Burri: gli artisti e la materia

Scuderie del Quirinale

Conclusa

 

 

 

Afro, Arman, Beyus, Burri, Canogar, Ceroli, César, Colla, Dine, Dubuffet, Fautrier, Fontana, Hirst, Kiefer,  Klein, Kounelis , Leoncillo, Manzoni, Marca-Relli, Marotta, Millares, Nicholson, Pascali, Penone, Pistoletto, Rauschenberg, Rotella, Saura, Scarpitta, Schifano, Schnabel, Tapies, Twombly, Uncini, Villeglé, Zorio

Questi i numerosi artisti presenti in mostra, come ci anticipa un enorme blocco di cemento posto davanti alle Scuderie. Tanti artisti per una mostra che non ha comunque un numeroso elevatissimo di opere e non è dispersiva. Forse qualche nome sembra c'entrare poco con la ricerca materica-afro ad esempio, le cui opere però possono essere accostate alle altre in mostra per il risultato e affinità iconografiche, ad esempio troviamo l'opera "Pietra serena", che pur essendo una tela non stona, oppure altre opere realizzate su materiali diversi dalla tela). Il corpus più consistente è quello relativo a Burri.  I suoi Sacchi, le Combustioni, i Creti, i suoi tentativi di (cito dal saggio di Enzo Siciliano in catalogo): "ripristinare nella superficie tradizionale del quadro l'evidenza rugosa di una realtà che altrimenti poteva mostrarsi allergica a ogni rappresentazione". > >

Molti di questi artisti si possono accostare a quella "macrocorrente", macrotendenza che è l'Informale.  L'Informale sembra molto di moda negli ultimi mesi: la bella mostra di Mondena al foro Boario (tra l'altro mostra ad ingresso gratuito grazie alla Cassa di Risparmio di Modena,!), una piccola ma ricca mostra alla Galleria Blu di Milano, e una prossima apertura a Reggio Emilia a marzo!  Si spiega bene nel catalogo cosa sia stata la tendenza materica dell'Informale: "Se in precedenza la materia era stata il veicolo fisico della forma, o per così dire la sua ancella, ecco che il rapporto ora tende ad invertirsi: la forma è subordinata alla materia, che insieme al segno e al gesto, ovvero all'esibita e spesso brusca azione del dipingere, assume un ruolo protagonistico,  aprendo la via a ulteriori strappi nella concezione tradizionale del quadro". > >

Burri ebbe un'influenza enorme.

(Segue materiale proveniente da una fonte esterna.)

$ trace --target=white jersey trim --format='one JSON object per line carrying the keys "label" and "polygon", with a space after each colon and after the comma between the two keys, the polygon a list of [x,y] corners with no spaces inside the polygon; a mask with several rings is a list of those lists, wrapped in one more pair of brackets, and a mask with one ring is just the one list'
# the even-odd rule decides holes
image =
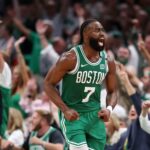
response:
{"label": "white jersey trim", "polygon": [[83,55],[85,61],[86,61],[89,65],[96,66],[96,65],[98,65],[98,64],[101,62],[101,60],[102,60],[101,58],[99,58],[99,60],[98,60],[97,62],[95,62],[95,63],[89,61],[88,58],[86,57],[84,51],[83,51],[83,47],[82,47],[82,46],[80,46],[80,50],[81,50],[81,53],[82,53],[82,55]]}

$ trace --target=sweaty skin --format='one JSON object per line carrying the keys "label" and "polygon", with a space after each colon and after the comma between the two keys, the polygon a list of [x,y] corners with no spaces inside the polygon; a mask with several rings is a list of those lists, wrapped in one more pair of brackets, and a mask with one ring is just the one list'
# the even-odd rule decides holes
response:
{"label": "sweaty skin", "polygon": [[[99,22],[93,22],[88,27],[86,27],[83,32],[84,41],[83,41],[83,50],[91,62],[96,62],[100,59],[99,51],[96,51],[90,45],[90,38],[95,38],[99,43],[99,46],[104,44],[104,34],[103,27]],[[65,52],[57,63],[49,70],[45,78],[45,91],[50,97],[51,101],[60,108],[64,113],[64,116],[67,120],[73,121],[79,118],[79,114],[74,109],[70,109],[60,97],[59,92],[55,88],[57,83],[64,77],[64,75],[73,70],[76,66],[77,58],[74,51]],[[106,87],[107,87],[107,105],[114,107],[117,103],[116,98],[114,98],[116,90],[116,67],[113,60],[108,58],[109,72],[105,78]],[[113,99],[112,99],[113,97]],[[101,109],[98,113],[98,116],[104,119],[104,121],[109,120],[110,111],[108,109]]]}

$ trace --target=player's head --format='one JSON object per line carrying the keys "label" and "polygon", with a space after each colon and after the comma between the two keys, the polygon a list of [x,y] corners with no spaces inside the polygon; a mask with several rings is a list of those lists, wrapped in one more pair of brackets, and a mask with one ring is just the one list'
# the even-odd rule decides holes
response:
{"label": "player's head", "polygon": [[95,51],[101,51],[105,46],[104,29],[96,19],[88,19],[80,28],[80,44],[86,43]]}

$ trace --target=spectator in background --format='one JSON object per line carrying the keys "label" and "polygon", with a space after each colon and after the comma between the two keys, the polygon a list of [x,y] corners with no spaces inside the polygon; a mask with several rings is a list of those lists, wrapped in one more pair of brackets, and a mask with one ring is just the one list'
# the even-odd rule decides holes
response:
{"label": "spectator in background", "polygon": [[21,147],[24,143],[23,117],[21,113],[14,108],[9,110],[8,128],[6,131],[6,140],[2,141],[2,149],[13,149]]}
{"label": "spectator in background", "polygon": [[[128,75],[123,66],[120,66],[119,77],[124,83],[125,89],[130,96],[134,107],[132,106],[129,112],[129,119],[132,120],[130,126],[128,127],[127,132],[124,133],[122,141],[122,146],[120,146],[119,142],[114,145],[114,150],[120,150],[119,147],[124,147],[128,150],[138,149],[138,150],[149,150],[150,148],[150,134],[147,134],[140,127],[139,116],[141,113],[141,99],[140,95],[136,92],[135,88],[132,86]],[[122,138],[122,137],[121,137]],[[138,144],[140,141],[140,144]]]}
{"label": "spectator in background", "polygon": [[11,71],[0,52],[0,136],[5,138],[11,94]]}
{"label": "spectator in background", "polygon": [[[29,67],[34,74],[40,73],[40,52],[43,48],[45,48],[45,43],[43,43],[43,36],[48,41],[51,40],[51,35],[53,32],[53,23],[50,20],[38,20],[36,22],[36,32],[28,29],[21,22],[19,18],[17,18],[14,12],[10,11],[9,16],[11,17],[13,23],[16,27],[32,42],[32,50],[31,50],[31,58],[29,61]],[[34,61],[32,61],[34,60]]]}
{"label": "spectator in background", "polygon": [[13,27],[7,19],[0,24],[0,51],[3,51],[8,57],[12,54],[15,39],[12,35]]}
{"label": "spectator in background", "polygon": [[21,108],[19,102],[30,78],[29,70],[20,50],[20,44],[23,43],[24,40],[25,37],[21,37],[15,42],[18,64],[12,69],[12,96],[10,101],[10,107],[16,108],[21,111],[23,117],[26,116],[26,113]]}
{"label": "spectator in background", "polygon": [[56,128],[51,126],[52,115],[45,110],[36,110],[32,114],[31,134],[23,148],[63,150],[64,139]]}
{"label": "spectator in background", "polygon": [[150,102],[146,101],[142,103],[142,112],[140,115],[141,128],[150,134],[150,120],[149,120],[149,108]]}

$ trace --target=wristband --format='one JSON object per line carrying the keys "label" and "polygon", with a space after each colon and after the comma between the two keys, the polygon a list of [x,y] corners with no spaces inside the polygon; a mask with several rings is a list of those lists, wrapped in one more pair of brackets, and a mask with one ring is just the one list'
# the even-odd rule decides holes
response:
{"label": "wristband", "polygon": [[112,110],[113,110],[113,109],[112,109],[112,106],[110,106],[110,105],[107,106],[107,109],[110,111],[110,114],[111,114],[111,113],[112,113]]}

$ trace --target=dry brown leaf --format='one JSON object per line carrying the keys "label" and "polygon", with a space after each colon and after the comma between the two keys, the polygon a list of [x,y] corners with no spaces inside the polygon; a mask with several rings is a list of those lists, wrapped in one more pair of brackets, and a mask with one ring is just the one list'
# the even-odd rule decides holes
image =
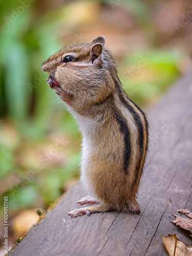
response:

Ma alcuni artisti avevano già compreso l'importanza della materia nella propria arte: Fautrier che lavora con una materia molto spessa,  realizza impasti che si fanno materia-colore già nei primi anni 40: è del '43   l'opera "Le torse nu", la prima opera in ordine cronologico della mostra. Essa appartiene alla serie degli Otage: i pigmenti che si fanno materia sono carne, carne da macello,  come gli uomini ostaggi, le vittime del nazismo. Tanto che un'opera di questa serie è esposta anche alla mostra "War is over" a Bergamo. È presente poi Dubuffet che nella sa ricerca di un'arte lontana dalla cultura, vicina all'Art Brut, giunge a realizzare delle opere che sono quasi una stratificazione geologica. Egli usa la tecnica delle paste battute, stendendo su un supporto il colore e poi con la spatola stende una pasta molto spessa che viene poi graffiata, su un fondo non asciutto  con il risultato di creare effetti accidentali. > >

E poi coloro che subirono l'influenza di Burri: Colla, Marotta, Scarpita, Leoncillo. Negli ani Sessanta la Scola di Piazza del Popolo fa un uso originale di materia e materiali. Ma la materia ha un ruola centrle anche nell'Arte Povera: Kounellis, Cerili, Pascali, Penone (di cui è presente un'istallazione costituita da una stanza le cui pareti sono costituite da mucchi di foglie d'alloro). Sul versante opposto la Pop Art: Rauschenberg e i suoi reperti incollati alla superficie. > >

La mostra va oltre e giunge ai giorni nostri: Hirst di cui è presente una composizione di ali di farfalle "Gospel"(2004) che cita direttamente un analogo lavoro di Dubuffet. Kiefer che negli anni Ottante inserisce elementi biologici nelle sue opere.